REMARK It was argues by andersen[4] that the contimuous time process, $S_t$, will be a martingale with
\[
E[S_{t+\Delta}|S_t]<\infty
\]
the equivalent discrete time process, $\hat{S_t}$, generated by the unbiased simulation scheme may not satisfy the martingale condition
\[
E[\hat{S_{t+\Delta}}|\hat{S_t}] \neq \hat{S_t}
\]
The net drift away from the martingale is visible for parameter sets with small Beta and close to zero rates. However (according to Osterlee) this combination of parameters does not appear in practical applications as it gives rise to impractical implied volatiltiy levels. For practical SABR parameters, the martingale bias is very small and can be controlled by reducing the size of the time step.

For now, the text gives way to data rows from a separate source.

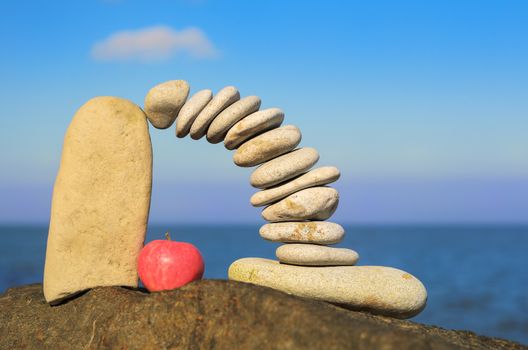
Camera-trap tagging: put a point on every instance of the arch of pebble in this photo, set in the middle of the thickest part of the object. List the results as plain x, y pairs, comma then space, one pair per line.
297, 201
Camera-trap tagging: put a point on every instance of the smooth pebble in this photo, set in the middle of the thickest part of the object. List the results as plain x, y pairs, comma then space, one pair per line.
378, 289
284, 167
315, 255
253, 125
267, 146
163, 102
190, 111
316, 177
319, 232
315, 203
230, 116
223, 99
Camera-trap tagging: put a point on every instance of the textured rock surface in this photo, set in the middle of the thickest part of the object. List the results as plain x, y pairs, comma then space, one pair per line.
284, 167
316, 177
315, 255
211, 314
163, 102
100, 200
229, 116
320, 232
253, 125
379, 289
220, 101
190, 111
267, 146
315, 203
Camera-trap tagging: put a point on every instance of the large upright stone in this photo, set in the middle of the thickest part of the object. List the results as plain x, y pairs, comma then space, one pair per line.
100, 201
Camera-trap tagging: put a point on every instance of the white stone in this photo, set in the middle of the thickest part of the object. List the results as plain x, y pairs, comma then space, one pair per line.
223, 99
190, 111
284, 167
315, 255
378, 289
316, 177
315, 203
253, 125
163, 102
101, 200
230, 116
319, 232
267, 146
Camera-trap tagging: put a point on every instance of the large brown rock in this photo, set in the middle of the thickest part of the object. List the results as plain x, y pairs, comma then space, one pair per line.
101, 199
210, 315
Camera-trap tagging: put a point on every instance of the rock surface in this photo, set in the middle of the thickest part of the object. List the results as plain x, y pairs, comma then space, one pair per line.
267, 146
316, 177
223, 99
315, 203
379, 289
163, 102
229, 116
211, 314
253, 125
284, 167
190, 111
320, 232
100, 200
315, 255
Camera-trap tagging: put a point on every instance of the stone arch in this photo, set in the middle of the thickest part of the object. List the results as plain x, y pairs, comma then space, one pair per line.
101, 200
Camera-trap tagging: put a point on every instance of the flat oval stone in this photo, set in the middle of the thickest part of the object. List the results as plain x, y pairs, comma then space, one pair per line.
252, 125
223, 99
267, 146
190, 111
163, 102
377, 289
315, 255
101, 200
284, 167
315, 203
319, 232
229, 116
316, 177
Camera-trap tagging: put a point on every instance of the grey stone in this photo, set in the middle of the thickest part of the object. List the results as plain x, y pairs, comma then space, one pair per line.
319, 232
163, 102
223, 99
382, 290
316, 177
190, 111
267, 146
230, 116
315, 255
315, 203
284, 167
253, 125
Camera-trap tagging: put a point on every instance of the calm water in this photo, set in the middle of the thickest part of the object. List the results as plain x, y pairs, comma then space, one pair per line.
476, 276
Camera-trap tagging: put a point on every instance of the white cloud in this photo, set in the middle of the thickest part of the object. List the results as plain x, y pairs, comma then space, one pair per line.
153, 44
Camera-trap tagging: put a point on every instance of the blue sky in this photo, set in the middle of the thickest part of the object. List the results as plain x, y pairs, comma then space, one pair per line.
421, 104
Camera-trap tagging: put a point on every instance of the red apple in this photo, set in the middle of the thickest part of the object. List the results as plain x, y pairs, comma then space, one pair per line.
166, 264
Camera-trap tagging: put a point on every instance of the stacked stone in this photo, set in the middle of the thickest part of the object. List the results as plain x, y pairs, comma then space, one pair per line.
298, 200
102, 195
296, 197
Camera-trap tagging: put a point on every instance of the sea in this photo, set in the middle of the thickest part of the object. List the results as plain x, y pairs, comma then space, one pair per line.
476, 276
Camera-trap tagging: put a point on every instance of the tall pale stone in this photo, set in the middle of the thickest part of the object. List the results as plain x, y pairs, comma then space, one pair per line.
100, 201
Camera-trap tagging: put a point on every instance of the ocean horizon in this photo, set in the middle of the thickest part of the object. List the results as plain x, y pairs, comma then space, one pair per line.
474, 273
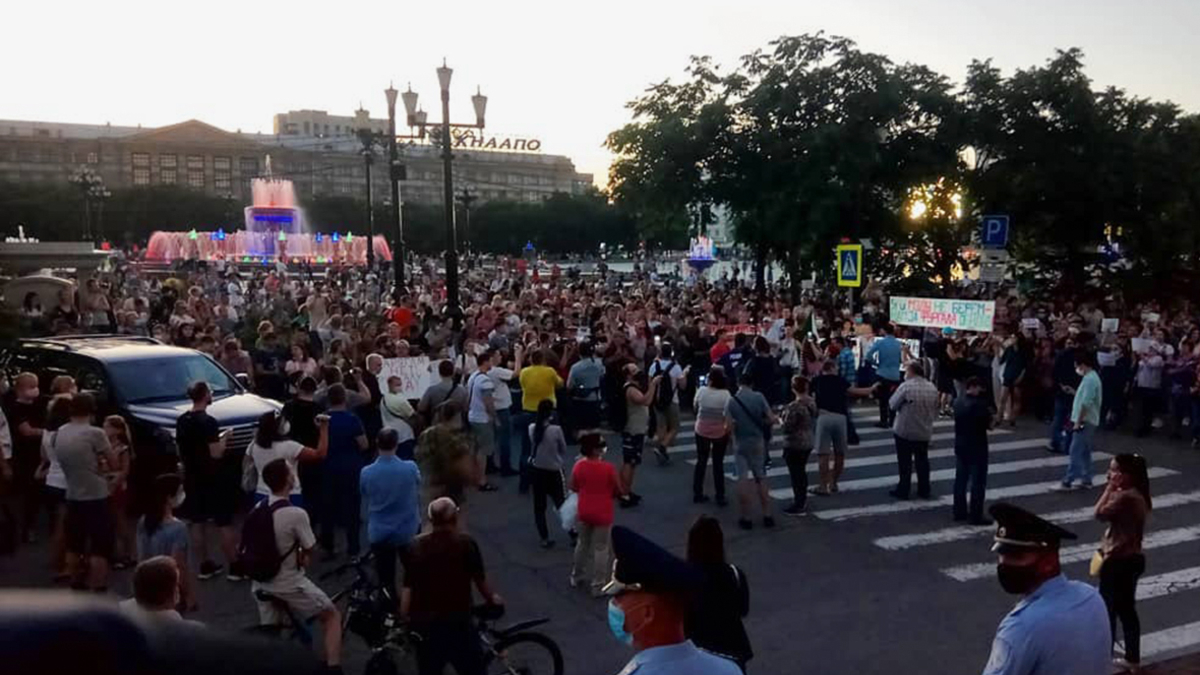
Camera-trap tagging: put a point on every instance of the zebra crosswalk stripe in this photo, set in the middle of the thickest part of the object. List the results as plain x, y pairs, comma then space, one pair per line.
893, 507
946, 475
900, 542
1080, 553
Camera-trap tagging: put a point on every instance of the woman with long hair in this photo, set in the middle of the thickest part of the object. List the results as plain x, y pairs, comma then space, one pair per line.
1125, 506
714, 619
270, 443
546, 466
712, 435
160, 532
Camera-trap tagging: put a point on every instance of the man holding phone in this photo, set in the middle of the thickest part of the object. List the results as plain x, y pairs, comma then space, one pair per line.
211, 481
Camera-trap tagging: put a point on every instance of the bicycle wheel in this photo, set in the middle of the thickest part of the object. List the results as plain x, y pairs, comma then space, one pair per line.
525, 653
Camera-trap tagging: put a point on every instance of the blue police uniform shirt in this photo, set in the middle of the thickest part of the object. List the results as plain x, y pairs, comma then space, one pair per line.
889, 351
684, 658
1061, 628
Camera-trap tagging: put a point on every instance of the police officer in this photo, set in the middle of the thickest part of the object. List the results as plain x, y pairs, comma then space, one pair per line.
651, 591
1059, 627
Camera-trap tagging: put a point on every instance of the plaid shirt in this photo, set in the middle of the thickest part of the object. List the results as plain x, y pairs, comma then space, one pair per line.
846, 366
916, 405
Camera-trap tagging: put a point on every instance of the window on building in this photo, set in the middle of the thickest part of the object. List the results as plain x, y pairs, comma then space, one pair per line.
196, 171
222, 174
141, 162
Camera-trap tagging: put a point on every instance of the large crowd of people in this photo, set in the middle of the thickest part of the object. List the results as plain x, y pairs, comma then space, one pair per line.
532, 366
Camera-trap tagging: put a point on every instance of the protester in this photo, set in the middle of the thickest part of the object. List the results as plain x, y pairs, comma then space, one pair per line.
597, 485
915, 404
639, 395
83, 452
714, 619
1125, 506
292, 537
666, 400
391, 489
340, 490
210, 479
751, 420
270, 444
160, 533
712, 429
973, 418
799, 418
443, 567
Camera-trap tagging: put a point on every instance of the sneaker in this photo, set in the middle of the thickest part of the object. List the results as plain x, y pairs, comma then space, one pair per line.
209, 569
664, 457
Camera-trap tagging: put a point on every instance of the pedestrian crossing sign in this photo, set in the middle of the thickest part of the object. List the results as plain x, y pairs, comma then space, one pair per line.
850, 264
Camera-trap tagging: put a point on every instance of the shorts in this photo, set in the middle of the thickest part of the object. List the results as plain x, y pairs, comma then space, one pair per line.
631, 448
667, 418
301, 596
485, 437
750, 459
831, 434
90, 529
210, 503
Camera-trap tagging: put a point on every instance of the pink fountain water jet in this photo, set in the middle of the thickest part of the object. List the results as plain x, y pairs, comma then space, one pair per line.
275, 230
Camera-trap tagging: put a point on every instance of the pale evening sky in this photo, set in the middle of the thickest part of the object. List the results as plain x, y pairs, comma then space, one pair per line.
553, 70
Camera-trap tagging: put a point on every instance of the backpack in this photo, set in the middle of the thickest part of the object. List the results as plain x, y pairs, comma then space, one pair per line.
258, 556
665, 394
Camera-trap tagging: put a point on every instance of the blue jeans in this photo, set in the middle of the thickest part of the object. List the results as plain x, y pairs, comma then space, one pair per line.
1060, 438
504, 437
1079, 466
521, 423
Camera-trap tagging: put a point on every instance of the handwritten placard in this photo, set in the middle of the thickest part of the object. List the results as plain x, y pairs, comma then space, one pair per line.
414, 374
941, 312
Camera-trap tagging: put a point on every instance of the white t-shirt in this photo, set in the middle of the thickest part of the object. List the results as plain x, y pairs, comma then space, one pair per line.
287, 449
502, 396
660, 368
479, 387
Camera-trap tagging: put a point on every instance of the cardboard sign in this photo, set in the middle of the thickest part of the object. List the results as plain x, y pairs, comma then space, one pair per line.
941, 312
414, 372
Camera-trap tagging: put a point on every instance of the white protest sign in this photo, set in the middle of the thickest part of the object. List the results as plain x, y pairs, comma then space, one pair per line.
413, 372
942, 312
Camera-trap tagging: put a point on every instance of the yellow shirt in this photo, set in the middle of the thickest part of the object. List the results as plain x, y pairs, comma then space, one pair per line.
538, 383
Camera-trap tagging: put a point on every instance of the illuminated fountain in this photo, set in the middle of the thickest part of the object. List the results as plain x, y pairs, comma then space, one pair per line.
275, 231
702, 254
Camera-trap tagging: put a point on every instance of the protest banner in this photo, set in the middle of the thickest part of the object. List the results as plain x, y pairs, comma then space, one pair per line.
942, 312
414, 374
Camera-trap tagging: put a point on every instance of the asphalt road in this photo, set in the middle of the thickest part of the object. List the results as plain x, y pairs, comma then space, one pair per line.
863, 585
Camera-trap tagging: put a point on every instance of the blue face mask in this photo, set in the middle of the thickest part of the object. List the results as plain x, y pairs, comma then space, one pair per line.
617, 623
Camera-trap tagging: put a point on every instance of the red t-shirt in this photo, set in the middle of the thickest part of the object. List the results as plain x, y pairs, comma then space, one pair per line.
595, 481
718, 351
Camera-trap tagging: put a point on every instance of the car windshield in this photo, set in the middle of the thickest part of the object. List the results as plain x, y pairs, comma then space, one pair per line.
148, 381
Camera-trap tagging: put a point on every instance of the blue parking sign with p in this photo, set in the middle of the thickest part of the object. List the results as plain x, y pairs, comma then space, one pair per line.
850, 264
994, 232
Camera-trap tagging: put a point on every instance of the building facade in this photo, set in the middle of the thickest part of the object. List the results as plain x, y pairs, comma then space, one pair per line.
222, 163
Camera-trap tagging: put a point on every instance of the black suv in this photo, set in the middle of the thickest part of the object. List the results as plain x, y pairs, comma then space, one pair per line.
142, 380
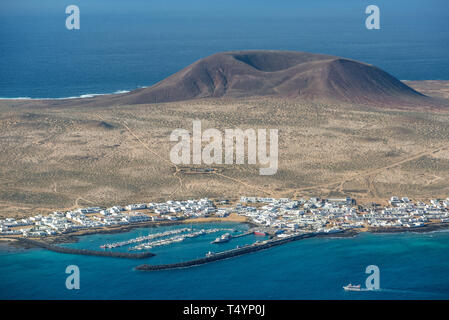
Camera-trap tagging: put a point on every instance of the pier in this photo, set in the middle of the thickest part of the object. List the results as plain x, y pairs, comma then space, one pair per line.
225, 254
86, 252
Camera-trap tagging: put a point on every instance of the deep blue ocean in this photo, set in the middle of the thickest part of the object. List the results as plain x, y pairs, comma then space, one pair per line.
412, 266
123, 45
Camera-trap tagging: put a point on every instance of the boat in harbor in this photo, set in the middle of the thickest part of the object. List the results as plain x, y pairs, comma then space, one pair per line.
224, 238
351, 287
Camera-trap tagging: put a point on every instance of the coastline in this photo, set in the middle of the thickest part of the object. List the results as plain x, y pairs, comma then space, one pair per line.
74, 236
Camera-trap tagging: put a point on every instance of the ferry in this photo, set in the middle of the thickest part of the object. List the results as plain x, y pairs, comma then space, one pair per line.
351, 287
224, 238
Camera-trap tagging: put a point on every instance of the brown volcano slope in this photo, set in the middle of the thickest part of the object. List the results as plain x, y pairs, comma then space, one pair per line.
283, 74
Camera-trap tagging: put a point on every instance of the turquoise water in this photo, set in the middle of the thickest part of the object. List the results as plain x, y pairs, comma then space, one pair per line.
123, 45
412, 266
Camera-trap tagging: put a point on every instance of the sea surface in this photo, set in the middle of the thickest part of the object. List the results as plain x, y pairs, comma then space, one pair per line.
124, 45
412, 266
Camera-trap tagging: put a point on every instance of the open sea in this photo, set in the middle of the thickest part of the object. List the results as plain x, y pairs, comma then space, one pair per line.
412, 266
124, 45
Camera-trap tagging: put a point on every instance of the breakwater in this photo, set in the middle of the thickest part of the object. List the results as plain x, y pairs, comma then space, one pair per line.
86, 252
225, 254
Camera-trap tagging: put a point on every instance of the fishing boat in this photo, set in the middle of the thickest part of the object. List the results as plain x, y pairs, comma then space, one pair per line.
224, 238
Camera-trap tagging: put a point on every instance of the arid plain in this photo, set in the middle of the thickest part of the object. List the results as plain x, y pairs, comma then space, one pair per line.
56, 158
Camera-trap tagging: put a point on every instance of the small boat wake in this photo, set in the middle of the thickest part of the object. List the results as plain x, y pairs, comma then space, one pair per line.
357, 288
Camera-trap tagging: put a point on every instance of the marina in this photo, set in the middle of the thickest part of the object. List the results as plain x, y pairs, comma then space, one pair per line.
212, 256
144, 238
175, 239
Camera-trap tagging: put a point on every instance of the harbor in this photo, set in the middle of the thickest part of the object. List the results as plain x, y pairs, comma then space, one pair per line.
211, 257
86, 252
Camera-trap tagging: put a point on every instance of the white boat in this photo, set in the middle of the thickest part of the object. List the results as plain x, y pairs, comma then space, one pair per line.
351, 287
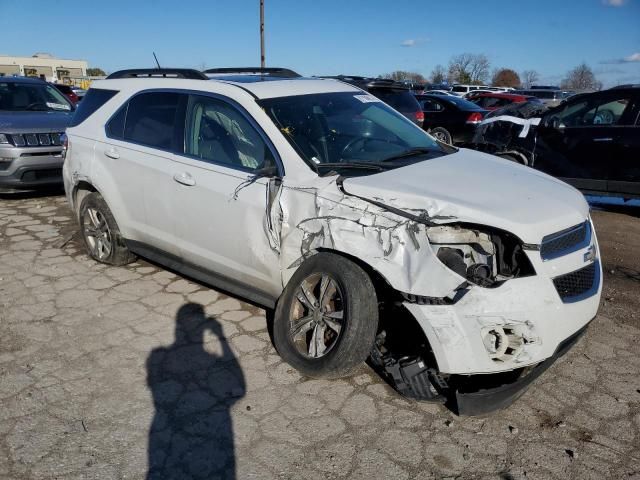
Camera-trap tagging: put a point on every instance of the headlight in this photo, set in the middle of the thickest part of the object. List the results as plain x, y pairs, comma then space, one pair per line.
469, 253
482, 255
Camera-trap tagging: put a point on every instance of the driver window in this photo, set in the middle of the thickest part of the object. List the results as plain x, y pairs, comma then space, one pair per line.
608, 113
217, 132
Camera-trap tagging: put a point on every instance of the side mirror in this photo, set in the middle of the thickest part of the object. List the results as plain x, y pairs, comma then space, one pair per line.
267, 171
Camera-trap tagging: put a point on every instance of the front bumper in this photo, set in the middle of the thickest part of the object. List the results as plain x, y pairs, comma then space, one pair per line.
530, 306
491, 399
30, 167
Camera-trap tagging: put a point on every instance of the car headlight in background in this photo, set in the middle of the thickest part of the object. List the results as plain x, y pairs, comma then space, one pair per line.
484, 256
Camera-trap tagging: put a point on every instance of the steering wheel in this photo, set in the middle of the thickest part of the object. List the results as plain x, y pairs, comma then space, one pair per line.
352, 143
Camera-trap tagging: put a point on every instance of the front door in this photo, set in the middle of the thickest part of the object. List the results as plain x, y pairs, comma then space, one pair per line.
219, 207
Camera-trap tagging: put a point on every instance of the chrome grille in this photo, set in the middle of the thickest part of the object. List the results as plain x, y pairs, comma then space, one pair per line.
566, 241
579, 284
36, 139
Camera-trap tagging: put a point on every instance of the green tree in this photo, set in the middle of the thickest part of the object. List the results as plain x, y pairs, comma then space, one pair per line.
505, 77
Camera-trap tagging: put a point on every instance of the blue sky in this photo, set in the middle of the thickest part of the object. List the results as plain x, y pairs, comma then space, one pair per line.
330, 36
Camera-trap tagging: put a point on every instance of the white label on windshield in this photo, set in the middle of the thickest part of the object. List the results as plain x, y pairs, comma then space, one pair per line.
58, 106
366, 98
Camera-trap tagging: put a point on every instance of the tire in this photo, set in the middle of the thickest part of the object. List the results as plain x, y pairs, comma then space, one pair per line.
441, 134
100, 232
350, 308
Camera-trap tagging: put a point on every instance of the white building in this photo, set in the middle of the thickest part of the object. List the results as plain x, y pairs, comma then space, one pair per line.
44, 66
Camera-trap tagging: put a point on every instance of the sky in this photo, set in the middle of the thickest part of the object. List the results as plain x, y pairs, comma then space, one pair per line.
356, 37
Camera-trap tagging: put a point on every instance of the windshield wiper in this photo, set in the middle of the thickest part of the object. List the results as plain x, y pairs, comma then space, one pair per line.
355, 165
410, 153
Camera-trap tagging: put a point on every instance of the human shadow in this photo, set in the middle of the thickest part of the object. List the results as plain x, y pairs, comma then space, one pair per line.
191, 435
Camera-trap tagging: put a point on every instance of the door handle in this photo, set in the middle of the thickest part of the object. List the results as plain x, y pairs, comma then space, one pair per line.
184, 178
112, 153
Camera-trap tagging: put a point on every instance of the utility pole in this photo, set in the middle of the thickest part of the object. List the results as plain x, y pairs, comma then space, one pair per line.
262, 33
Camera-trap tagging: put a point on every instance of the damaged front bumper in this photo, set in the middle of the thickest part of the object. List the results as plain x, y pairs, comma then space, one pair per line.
486, 400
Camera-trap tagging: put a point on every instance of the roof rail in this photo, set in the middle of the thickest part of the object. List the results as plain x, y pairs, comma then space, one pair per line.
187, 73
273, 71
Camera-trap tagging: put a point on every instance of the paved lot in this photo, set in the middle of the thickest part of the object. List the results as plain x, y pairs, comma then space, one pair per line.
108, 372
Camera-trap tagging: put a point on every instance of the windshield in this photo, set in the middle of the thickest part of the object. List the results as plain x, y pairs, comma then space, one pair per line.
20, 97
349, 128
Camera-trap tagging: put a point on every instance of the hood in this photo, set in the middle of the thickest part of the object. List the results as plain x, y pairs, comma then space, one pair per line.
34, 122
474, 187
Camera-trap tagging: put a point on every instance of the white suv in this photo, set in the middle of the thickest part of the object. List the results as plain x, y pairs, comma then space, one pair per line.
461, 275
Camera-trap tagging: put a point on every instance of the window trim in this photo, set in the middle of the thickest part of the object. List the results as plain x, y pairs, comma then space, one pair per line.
229, 101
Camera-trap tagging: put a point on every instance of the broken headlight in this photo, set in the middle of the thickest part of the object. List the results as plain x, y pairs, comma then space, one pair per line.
483, 256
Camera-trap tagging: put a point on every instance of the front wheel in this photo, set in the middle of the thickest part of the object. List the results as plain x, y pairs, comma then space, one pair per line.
327, 317
100, 232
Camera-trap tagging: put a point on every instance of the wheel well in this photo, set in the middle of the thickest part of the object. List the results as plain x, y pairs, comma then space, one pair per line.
81, 190
384, 291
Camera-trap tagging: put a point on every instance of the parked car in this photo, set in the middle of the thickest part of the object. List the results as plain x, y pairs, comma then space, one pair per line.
551, 98
67, 91
450, 119
395, 94
33, 116
462, 275
494, 101
460, 90
591, 141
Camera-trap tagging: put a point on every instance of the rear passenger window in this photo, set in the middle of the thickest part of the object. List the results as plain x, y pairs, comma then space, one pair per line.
217, 132
92, 101
115, 127
153, 120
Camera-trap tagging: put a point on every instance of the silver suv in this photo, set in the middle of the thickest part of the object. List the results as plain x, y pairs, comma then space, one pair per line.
33, 117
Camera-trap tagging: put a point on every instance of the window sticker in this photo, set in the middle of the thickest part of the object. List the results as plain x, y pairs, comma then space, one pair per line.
367, 98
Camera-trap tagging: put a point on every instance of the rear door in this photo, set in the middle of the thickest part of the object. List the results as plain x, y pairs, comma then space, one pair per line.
624, 169
576, 142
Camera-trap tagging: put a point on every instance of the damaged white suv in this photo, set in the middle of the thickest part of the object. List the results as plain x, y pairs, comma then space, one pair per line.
460, 275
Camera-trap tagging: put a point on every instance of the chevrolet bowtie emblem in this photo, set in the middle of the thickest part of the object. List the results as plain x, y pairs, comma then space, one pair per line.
590, 254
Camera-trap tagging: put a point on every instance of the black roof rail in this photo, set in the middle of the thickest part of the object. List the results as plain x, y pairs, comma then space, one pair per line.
271, 71
187, 73
369, 82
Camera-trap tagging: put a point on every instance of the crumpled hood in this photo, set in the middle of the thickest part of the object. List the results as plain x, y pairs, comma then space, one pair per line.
474, 187
34, 122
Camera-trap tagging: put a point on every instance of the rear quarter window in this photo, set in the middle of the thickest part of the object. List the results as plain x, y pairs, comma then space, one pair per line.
93, 100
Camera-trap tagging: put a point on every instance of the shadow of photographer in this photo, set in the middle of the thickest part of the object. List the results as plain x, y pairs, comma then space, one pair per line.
193, 390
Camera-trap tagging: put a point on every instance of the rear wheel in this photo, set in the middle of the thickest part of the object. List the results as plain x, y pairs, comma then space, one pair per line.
100, 232
326, 320
441, 134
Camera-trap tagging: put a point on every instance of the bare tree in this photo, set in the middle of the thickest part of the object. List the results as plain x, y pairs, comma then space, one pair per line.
438, 74
505, 77
529, 77
469, 68
402, 76
581, 78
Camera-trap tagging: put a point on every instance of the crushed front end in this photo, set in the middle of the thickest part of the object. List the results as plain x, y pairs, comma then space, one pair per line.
521, 308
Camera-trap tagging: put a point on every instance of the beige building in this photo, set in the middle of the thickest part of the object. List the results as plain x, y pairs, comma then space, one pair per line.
44, 66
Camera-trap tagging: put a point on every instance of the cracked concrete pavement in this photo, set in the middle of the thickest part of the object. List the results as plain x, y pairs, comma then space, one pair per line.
135, 372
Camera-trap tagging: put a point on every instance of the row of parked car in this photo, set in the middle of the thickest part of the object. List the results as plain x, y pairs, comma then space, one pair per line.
315, 198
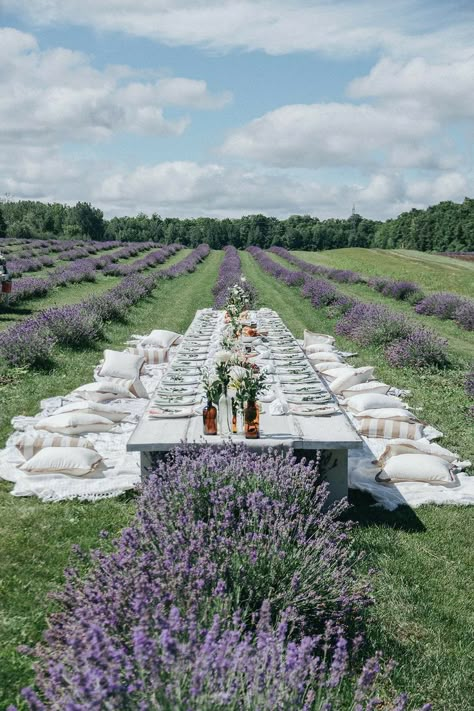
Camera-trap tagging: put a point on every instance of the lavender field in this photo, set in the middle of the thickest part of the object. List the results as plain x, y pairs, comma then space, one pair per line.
225, 583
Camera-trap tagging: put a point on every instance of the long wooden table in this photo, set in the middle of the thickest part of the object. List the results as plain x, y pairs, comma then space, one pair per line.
332, 435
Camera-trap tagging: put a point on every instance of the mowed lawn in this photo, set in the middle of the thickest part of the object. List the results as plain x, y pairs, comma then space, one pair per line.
424, 585
431, 271
36, 537
424, 606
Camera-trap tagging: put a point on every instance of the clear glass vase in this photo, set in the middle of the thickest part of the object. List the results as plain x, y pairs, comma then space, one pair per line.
224, 415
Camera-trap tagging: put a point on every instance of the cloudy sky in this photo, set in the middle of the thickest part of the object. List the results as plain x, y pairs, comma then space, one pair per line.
231, 107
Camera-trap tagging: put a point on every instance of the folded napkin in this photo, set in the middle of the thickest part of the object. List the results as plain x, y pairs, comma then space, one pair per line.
157, 413
278, 407
314, 410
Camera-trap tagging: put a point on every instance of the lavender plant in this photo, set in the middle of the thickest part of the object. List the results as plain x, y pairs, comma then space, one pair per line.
219, 595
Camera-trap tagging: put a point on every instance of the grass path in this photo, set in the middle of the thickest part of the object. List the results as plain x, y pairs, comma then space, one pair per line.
431, 271
37, 538
72, 293
424, 611
461, 342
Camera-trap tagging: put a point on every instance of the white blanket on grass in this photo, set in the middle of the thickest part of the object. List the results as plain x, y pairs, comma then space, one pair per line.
119, 471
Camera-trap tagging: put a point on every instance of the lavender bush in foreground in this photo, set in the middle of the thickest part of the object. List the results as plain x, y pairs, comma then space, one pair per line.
219, 596
420, 348
29, 343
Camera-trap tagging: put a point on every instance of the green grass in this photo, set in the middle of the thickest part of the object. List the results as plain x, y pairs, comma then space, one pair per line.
71, 293
424, 604
37, 538
431, 271
461, 342
424, 608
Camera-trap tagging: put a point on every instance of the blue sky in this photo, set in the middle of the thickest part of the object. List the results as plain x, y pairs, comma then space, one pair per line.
226, 108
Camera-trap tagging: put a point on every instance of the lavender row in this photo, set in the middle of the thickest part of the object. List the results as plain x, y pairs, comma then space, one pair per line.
444, 305
289, 276
230, 274
32, 260
82, 270
31, 342
232, 588
404, 343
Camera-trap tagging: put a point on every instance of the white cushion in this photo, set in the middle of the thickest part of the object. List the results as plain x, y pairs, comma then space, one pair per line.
369, 401
75, 423
103, 390
136, 386
93, 408
358, 375
371, 387
118, 364
160, 339
321, 357
320, 348
310, 338
76, 461
153, 356
327, 366
407, 446
388, 413
388, 429
416, 467
30, 444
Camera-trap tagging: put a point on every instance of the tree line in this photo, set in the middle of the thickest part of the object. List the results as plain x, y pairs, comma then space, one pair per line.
447, 226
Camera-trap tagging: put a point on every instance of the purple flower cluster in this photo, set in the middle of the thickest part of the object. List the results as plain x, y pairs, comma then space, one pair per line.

The Euler, Milstein and Log-Euler discreteisation schemes are considered. It is noted that although log-euler preserves non-negativity of the asset price process, numerical experiments show that the scheme may become unstable for specific time0step sizes. The instabilities occur beause the diffusion terms below approach infinity quickly when $\hat{S_t}$ reaches zero.
\begin{table}[hp]
\centering
\begin{tabular}{|l| |l| |l|}
\hline
Issue & Stepsize & Euler & Milstein & Log-Euler \\\hline
\multirow{3}{*}{Negativity} & \Delta =0.5 & 85\% & 49\% & 0\% \\
& \Delta =0.25 & 88\% & 56\% & 0\% \\
& \Delta =0.125 & 94\% & 59\% & 0\% \\\hline
\multirow{3}{*}{Infinity} & \Delta =0.5 & 0\% & 34\% & 96\% \\
& \Delta =0.25 & 0\% & 31\% & 96\% \\
& \Delta =0.125 & 0\% & 37\% & 95\% \\\hline
\hline
\end{tabular}
\end{table}
Local Linearisation Shoji and Ozaki [32] are also considered but are not followed up becuase the resultant density is normal giving rise to non-zero probability of becoming negative-valued. Also the drift term diverges for $x_0$ close to zero.